Rep. Lamar Smith (R) of Texas, chairman of the House Science, Space, and Technology Committee, to which the subcommittee on the environment answers, butted heads yet again with NOAA Administrator Kathryn Sullivan, questioning the administration’s climate change research.
The Smith vs. Sullivan feud goes back to last June, when NOAA scientists published a study arguing that a "pause" in global warming never existed. Representative Smith, who disputes the conclusions of almost all of the published, peer-reviewed research that examines humans' role in global warming and who has received over $600,000 in donations from the fossil fuel industry, insisted that the authors fudged the data and subpoenaed NOAA, demanding that all internal communication between the study’s authors be turned over to his committee for examination. Sullivan has since refused, citing the importance of scientific autonomy.
Smith devoted almost his entire 729-word opening statement what he called NOAA’s biased climate change agenda. NOAA's budget request included $190 million for climate change research: a little more than three percent of the administration’s overall proposed budget.
“Instead of hyping a climate change agenda, NOAA should focus its efforts on producing sound science and improving methods of data collection,” said Smith. “NOAA should prioritize areas of research that significantly impact Americans today, such as ways to improve weather forecasting. Unfortunately, climate alarmism often takes priority at NOAA.”
Dr. Sullivan responded that her administration works to protect the US from more than just hail storms.
“NOAA forecasts help communities prepare and respond to weather events, including the severe storms that swept through Texas last year, tornado events across the mid-west and Florida, and the recent winter storm that struck the Northeast,” writes Dr. Sullivan in her statement. “But the greater demand for our services goes beyond just extreme weather.”

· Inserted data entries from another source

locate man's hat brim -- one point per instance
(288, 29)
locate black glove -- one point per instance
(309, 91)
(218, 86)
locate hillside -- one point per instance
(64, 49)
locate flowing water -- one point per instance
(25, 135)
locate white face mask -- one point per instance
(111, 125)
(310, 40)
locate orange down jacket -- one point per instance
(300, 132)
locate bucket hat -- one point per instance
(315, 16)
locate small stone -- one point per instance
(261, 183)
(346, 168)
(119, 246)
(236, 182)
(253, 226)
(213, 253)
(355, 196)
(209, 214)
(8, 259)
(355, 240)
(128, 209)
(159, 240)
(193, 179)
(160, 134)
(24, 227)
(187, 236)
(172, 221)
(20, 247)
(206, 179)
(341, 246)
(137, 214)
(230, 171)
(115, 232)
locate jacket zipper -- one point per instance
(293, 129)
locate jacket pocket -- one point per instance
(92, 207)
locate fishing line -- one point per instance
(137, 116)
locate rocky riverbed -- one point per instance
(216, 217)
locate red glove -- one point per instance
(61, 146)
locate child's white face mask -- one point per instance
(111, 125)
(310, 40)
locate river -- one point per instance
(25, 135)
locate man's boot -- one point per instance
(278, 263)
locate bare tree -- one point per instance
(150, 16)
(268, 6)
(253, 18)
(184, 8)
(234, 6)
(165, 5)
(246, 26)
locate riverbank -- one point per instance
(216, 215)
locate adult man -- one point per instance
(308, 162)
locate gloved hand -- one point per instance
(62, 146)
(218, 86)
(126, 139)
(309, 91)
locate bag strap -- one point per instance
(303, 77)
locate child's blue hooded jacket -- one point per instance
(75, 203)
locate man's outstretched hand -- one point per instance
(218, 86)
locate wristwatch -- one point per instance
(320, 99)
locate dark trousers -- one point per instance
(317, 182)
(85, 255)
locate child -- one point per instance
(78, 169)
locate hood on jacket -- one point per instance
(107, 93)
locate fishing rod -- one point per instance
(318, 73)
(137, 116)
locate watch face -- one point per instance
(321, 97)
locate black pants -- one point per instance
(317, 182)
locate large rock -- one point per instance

Besides Chairman Smith, the committee’s 21 other Republican members and 17 Democratic members stayed mum on NOAA’s relationship with climate research at the sparsely attended budget meeting.
Except for Rep. Eddie Bernice Johnson (D) of Texas, the committee’s ranking member, who backed up Sullivan.
“It is clear to me that this investigation is unfounded, and it is being driven by ideology and other agendas,” says Johnson. “The majority has asserted, without offering any credible evidence, that NOAA and the climate science community at large are part of some grand conspiracy to falsify data in support of the significant role humans play in climate change. However, the overwhelming body of scientific evidence across many different fields has shown that this is not the case.”
[Editor's note: The original version of this story has been updated, following objections from Rep. Smith about how the Monitor characterized his views on anthropogenic climate change and the committee hearing itself.]